彼の瞳に映る資格を誰かに譲るということは、人生を諦めることにも等しいように思えた。僕だけを映していた子鹿のような瞳で、アリオトは今、何を見ているのだろう。
僕にはそれを知る権利がない。これから先、何回春が来て、花が咲いても、僕の傍に彼はいない。一生暗い塔の中から、指を咥えて金色の庭を眺めているだけ。アリオトを諦めるということは、そういうことだった。

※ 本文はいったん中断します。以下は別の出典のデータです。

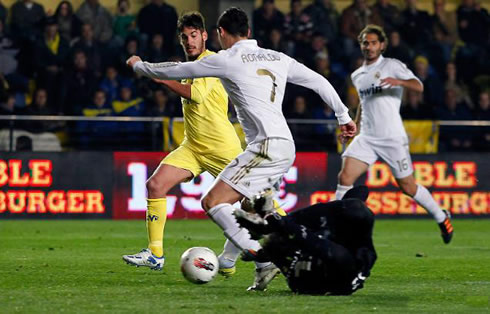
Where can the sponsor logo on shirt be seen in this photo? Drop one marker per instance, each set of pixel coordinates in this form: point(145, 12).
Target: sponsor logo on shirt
point(370, 91)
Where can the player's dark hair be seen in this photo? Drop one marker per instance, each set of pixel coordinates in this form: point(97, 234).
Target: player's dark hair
point(192, 19)
point(234, 21)
point(374, 29)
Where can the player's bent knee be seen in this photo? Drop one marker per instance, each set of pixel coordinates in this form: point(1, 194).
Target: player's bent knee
point(207, 202)
point(345, 178)
point(408, 189)
point(155, 188)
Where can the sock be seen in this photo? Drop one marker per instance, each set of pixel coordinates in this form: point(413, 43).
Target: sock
point(425, 199)
point(156, 215)
point(222, 215)
point(228, 257)
point(341, 190)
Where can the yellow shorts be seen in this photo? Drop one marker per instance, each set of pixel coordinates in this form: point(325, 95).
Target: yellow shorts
point(185, 158)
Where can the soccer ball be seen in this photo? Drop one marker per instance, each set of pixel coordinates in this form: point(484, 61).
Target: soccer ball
point(199, 265)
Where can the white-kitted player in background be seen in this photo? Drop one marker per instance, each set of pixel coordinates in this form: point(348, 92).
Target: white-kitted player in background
point(255, 79)
point(380, 82)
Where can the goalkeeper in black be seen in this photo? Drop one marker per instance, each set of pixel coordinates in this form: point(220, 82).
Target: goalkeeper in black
point(326, 248)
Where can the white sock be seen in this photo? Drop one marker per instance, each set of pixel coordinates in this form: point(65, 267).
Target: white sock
point(222, 215)
point(228, 257)
point(341, 190)
point(425, 199)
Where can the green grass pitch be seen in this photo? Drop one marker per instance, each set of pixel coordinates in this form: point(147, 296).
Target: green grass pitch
point(76, 266)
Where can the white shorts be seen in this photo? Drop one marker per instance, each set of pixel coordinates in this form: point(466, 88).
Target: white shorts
point(394, 151)
point(261, 166)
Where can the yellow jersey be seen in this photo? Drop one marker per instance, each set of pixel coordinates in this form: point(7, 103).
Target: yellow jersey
point(206, 125)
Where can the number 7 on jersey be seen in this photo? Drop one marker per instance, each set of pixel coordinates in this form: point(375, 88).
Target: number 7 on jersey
point(273, 77)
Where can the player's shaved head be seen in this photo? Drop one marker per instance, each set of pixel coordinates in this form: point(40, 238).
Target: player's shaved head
point(374, 29)
point(234, 21)
point(192, 19)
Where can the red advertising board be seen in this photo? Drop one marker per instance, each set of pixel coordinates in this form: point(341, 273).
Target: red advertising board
point(459, 182)
point(106, 184)
point(132, 170)
point(55, 185)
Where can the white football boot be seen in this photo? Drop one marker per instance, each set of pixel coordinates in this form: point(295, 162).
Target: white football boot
point(145, 258)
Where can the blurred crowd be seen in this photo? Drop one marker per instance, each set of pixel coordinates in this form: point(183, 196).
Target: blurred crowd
point(72, 62)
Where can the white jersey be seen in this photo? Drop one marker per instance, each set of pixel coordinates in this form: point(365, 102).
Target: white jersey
point(255, 79)
point(380, 106)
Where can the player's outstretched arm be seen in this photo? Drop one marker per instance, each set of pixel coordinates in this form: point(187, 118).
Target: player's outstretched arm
point(411, 84)
point(214, 66)
point(301, 75)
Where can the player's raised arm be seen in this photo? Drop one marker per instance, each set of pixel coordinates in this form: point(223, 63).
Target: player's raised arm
point(301, 75)
point(213, 65)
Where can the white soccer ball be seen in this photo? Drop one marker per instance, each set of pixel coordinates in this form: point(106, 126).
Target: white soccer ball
point(199, 265)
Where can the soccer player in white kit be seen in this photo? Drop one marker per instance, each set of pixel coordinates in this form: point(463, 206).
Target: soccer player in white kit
point(255, 79)
point(380, 82)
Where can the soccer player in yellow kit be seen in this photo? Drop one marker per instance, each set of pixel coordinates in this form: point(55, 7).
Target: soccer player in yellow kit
point(210, 143)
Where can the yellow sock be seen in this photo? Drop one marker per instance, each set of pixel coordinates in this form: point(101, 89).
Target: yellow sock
point(156, 215)
point(278, 208)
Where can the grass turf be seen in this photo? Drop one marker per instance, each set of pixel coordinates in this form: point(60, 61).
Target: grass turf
point(76, 266)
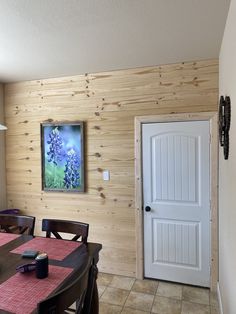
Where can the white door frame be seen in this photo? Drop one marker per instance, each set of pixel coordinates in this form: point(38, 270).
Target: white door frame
point(212, 117)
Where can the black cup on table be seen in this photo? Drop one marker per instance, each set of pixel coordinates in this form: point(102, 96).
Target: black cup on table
point(41, 265)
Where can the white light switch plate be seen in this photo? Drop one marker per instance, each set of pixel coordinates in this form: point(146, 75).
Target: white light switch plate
point(106, 175)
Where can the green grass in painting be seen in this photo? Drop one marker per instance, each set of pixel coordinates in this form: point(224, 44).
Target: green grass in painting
point(54, 176)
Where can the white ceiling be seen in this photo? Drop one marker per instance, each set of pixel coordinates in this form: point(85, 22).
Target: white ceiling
point(52, 38)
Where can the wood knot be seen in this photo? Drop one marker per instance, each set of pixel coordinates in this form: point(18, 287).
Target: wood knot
point(102, 195)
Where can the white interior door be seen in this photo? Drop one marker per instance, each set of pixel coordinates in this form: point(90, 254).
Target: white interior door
point(176, 183)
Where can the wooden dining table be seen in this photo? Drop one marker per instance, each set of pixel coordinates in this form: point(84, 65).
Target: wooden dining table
point(66, 260)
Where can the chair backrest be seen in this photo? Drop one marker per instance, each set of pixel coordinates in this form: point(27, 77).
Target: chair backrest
point(73, 292)
point(17, 223)
point(54, 226)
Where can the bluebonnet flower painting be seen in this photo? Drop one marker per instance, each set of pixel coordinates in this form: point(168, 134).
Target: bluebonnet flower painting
point(62, 157)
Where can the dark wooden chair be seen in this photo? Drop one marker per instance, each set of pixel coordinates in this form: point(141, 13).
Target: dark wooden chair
point(19, 224)
point(54, 226)
point(73, 292)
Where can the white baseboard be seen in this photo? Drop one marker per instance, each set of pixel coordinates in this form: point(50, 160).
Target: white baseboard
point(219, 298)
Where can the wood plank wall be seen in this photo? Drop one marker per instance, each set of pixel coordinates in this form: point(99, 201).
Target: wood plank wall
point(2, 153)
point(108, 103)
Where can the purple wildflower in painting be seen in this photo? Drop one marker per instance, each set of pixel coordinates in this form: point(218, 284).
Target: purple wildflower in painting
point(55, 146)
point(72, 177)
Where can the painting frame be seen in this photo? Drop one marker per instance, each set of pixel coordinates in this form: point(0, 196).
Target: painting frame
point(62, 156)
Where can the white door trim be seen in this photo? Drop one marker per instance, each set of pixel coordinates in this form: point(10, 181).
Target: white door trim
point(212, 117)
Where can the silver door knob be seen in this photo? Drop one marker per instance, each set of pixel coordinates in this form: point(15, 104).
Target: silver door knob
point(147, 208)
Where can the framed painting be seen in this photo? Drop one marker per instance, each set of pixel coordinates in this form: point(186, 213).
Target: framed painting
point(62, 149)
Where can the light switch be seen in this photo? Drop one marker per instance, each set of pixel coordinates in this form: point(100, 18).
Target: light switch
point(106, 175)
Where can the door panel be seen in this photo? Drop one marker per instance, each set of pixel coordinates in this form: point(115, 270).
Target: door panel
point(176, 187)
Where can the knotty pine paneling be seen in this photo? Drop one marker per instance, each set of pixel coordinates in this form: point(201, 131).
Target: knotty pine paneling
point(108, 103)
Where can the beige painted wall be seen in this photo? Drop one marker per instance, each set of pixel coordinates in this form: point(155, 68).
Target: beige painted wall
point(227, 172)
point(2, 154)
point(108, 103)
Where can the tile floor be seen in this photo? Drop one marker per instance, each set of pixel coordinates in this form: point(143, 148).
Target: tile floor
point(126, 295)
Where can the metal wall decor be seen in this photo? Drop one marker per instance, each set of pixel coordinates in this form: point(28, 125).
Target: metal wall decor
point(224, 123)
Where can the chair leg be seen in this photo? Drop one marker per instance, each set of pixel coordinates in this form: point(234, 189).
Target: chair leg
point(91, 305)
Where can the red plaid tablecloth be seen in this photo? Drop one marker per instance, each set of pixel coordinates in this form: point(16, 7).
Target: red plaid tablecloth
point(7, 237)
point(21, 293)
point(55, 248)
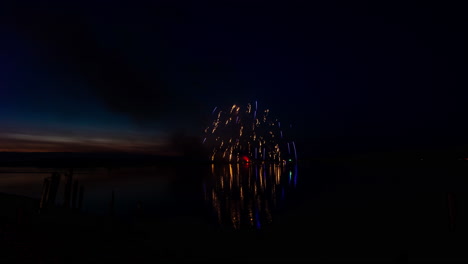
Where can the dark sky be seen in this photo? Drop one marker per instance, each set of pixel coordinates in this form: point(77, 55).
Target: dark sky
point(351, 76)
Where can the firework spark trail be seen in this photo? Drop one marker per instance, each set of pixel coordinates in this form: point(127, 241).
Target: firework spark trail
point(239, 133)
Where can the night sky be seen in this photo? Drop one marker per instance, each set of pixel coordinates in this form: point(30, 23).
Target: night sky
point(351, 77)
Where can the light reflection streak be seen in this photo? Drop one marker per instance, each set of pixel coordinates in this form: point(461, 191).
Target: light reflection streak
point(248, 202)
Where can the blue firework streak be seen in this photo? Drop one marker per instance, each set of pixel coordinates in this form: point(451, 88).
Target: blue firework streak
point(247, 134)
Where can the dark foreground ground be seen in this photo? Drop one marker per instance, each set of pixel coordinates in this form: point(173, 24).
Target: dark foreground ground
point(341, 211)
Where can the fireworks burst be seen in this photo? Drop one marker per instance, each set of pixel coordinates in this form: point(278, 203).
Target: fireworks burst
point(248, 134)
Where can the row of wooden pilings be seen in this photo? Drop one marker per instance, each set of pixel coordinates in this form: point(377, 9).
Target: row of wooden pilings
point(73, 192)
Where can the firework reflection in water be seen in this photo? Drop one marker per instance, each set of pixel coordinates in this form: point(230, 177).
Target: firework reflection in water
point(246, 196)
point(245, 134)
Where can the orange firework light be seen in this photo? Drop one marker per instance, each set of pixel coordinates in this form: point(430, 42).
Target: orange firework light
point(248, 134)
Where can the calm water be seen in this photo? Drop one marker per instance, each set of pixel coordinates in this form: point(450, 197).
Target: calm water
point(231, 196)
point(339, 210)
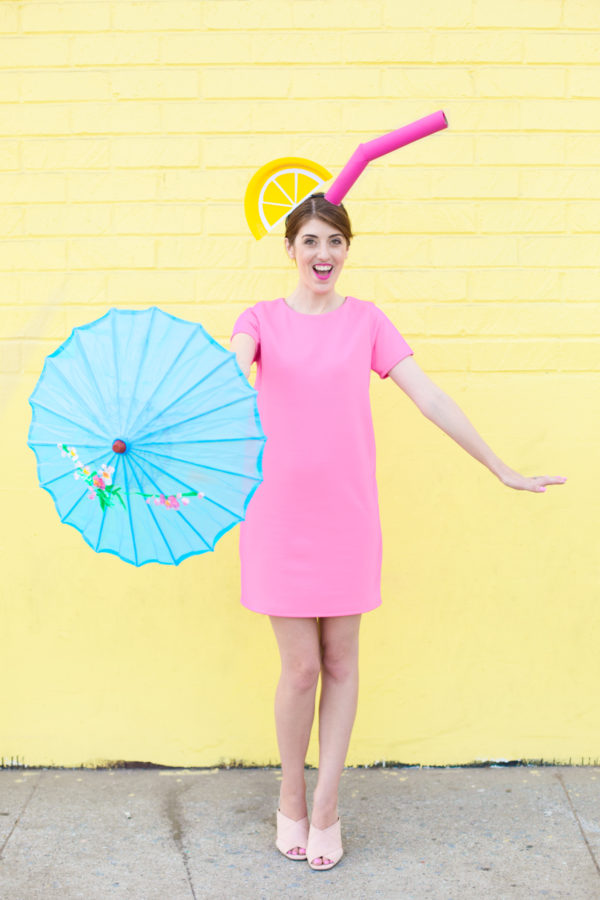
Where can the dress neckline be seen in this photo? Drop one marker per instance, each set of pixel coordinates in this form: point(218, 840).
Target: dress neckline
point(315, 315)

気が付くと、無意識に、足が駆け出していた。地上に辿り着き、天文塔の重たい扉を蹴破るように外に出る。
***************
数分後、小生は息を切らして、温室の前に立っていた。
「おや、領主様? こんなところで何を」
赤い羽飾りのついた帽子を揺らして、トーマがガラスの扉から出てきた。
「…………別に」
トーマの後ろにオトの影を探すが、どこにもない。トーマは驚いたように小生に近づいてきた。
「うわ、何です。汗だくではないですか」
そういうとトーマはハンカチを取り出して小生の額の汗を拭おうとした。小生は無言でその手を払った。
「お前こそ……こんなところで……何をしてる」
「何って、これから出張に……」
トーマはきょとんとしていたが、やがてにやりと微笑むと、小生の肩を叩いた。
「なあるほど……」
「なんだよ」
「領主様ったら、わかっておられるじゃないですか……確かにここは、最高の場所です」
トーマのしたり顔に、小生は眉を顰める。
「中に居ますよ……」
オトのことだろう。不安と嫉妬で心臓が締め付けられる。まさかもう、彼に何かしたんじゃないだろうな?!
「しかしその汗はドン引きですな」
トーマはハンカチを押し付けてきた。小生が睨んでいるにも関わらず、なんだかわからないが、トーマはやけに嬉しそうなのだ。
「いいですね、つべこべいわずに……ですよ」
小生の耳元にそう囁くと、トーマは笑いながら去っていった。